This repo contains scripts which I wrote to build predictive models on cancer cell line drug sensitivities. This was part of a homework I had. The tasks with the required data were provided a priori.
The tasks are described in the input/comp-bio-homework-description.pdf
file.
- Given the data perform a dimensionality reduction with a preferred method and viusalize it.
- Using gene expression data identify biomarkers for Lapatinib sensitivity.
- Build a predictive model for Lapatinib sensitivity and evaluate it's performance.
Note
The created predictive model is by no means exhaustive and was not optimized.
Task 1
- I decided to use principal component analysis (PCA).
- I retrieved only the first 10 principal components as from PC5 the explained variability does not change significantly (see:
output/pca.png
) - The samples are colored according to the cancer type, some degree of separation of the samples is noticeable on the PC1.
Task 2
- As the gene expression provided was TPM transformed and only cancer cell line samples were provided, there was no possibility of differential gene expression analysis. Instead, I used a feature selection approach.
- I used two regression approaches: random forest and lasso regression. The output of these approaches was overlapped and only commonly selected features were kept.
- A total of 60 genes were selected as influential for Lapatinib sensitivity of cancer cells (see:
output/selected_genes.tsv
andoutput/selected_gene_ids.tsv
). - A systematic approach was also performed to get an idea of what functions are affected by the drug treatment. The analysis resulted in only a single enriched function, i.e. regulation of blood pressure (see:
output/singificant_terms.xlsx
). This could make sense as the RTK is involved in metabolism, growth and differentiation in cancers and blood supply of tumors could be essential.
Task 3
- To evaluate the model I used a simple train/test split approach. I retained 20% of the samples as testing data.

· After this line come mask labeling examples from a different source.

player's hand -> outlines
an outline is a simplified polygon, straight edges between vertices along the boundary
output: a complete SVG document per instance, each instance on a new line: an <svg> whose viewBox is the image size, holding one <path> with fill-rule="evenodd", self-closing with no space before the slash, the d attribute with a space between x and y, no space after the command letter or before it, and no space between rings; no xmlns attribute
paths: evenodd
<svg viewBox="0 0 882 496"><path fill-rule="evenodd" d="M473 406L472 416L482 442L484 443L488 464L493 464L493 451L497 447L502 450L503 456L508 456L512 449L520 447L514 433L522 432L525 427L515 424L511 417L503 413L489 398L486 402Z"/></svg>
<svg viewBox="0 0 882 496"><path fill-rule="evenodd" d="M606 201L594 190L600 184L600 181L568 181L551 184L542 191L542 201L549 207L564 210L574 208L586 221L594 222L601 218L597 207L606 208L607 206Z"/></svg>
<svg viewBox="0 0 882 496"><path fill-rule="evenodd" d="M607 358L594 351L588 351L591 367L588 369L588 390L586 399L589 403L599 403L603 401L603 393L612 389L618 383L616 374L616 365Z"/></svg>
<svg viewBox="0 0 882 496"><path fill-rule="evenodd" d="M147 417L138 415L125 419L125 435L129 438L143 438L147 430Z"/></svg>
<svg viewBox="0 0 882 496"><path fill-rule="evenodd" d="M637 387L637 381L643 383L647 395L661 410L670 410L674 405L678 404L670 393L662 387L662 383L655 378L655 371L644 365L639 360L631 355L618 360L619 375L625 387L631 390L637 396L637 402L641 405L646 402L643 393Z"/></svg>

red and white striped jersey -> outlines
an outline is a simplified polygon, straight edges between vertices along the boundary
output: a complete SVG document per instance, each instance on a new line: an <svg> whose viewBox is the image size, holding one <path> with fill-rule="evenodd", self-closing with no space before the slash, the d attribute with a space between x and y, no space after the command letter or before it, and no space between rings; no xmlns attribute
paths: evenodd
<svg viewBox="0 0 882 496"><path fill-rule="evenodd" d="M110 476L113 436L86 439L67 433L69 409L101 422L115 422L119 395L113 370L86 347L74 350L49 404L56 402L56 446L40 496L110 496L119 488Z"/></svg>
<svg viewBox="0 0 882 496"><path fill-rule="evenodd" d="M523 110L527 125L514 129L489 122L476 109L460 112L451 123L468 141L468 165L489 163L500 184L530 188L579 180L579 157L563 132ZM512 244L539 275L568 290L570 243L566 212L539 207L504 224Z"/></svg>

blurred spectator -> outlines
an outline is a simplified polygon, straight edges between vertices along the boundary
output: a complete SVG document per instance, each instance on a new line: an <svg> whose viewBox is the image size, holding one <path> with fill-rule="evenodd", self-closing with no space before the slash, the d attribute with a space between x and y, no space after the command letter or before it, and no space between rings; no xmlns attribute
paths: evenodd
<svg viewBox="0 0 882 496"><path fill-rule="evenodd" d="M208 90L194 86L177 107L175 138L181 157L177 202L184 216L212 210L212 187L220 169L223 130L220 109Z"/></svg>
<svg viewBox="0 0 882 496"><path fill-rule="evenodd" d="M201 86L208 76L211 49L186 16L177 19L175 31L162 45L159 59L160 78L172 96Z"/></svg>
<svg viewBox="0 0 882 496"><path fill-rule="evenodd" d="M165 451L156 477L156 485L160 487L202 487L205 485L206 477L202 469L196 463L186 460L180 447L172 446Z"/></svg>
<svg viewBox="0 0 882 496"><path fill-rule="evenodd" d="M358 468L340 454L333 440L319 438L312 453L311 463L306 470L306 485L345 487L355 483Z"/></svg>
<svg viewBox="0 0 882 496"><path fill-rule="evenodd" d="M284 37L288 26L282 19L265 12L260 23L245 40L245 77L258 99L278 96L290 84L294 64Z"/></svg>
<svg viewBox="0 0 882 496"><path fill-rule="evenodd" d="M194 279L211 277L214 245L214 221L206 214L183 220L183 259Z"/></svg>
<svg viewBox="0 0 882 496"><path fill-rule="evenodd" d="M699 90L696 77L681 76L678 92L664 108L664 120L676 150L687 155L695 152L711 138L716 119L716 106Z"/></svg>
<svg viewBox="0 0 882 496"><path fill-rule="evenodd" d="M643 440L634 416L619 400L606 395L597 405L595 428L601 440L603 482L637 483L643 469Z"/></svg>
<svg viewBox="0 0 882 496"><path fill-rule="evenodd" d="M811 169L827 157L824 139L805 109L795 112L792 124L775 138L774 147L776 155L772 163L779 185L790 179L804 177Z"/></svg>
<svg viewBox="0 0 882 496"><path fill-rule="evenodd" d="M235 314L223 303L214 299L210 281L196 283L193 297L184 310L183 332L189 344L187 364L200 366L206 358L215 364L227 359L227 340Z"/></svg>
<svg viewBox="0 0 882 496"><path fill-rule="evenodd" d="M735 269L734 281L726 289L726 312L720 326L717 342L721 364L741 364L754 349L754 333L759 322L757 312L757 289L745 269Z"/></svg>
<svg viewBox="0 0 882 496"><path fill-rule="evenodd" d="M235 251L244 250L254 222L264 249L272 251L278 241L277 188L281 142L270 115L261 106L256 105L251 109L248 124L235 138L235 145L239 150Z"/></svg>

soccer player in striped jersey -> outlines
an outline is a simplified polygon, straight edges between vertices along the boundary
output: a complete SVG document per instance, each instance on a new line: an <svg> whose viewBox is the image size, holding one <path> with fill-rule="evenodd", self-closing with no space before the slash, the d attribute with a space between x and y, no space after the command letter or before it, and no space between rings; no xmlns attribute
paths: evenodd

- Firstly I used a random forest regression approach. I also implemented a short optimization step for the model fitting to try to improve the evaluation metrics. The model performance was lackluster with a R2 = 0.36 and MSE = 1.64 (see:
output/rf_pred-vs-actual.png
). - Secondly, I used the lasso regression in order to get better predictions. I used similar approaches as above, without the optimization step. The overall model predictions showed improvement (see:
output/lasso_pred-vs-actual.png
) with an R2 = 0.56 and a MSE = 1.13. - Lastly I tried to use a classifier. As a classifier I chose the random forest approach. Similar steps were used as above to optimize the model fit and evaluate its performance. The classified performed somewhat poorly (see:
output/roc_curve.png
) with a ROC AUC = 0.77. Accuracy of model is 0.68 and precision is 0.68 with a recall of 0.59.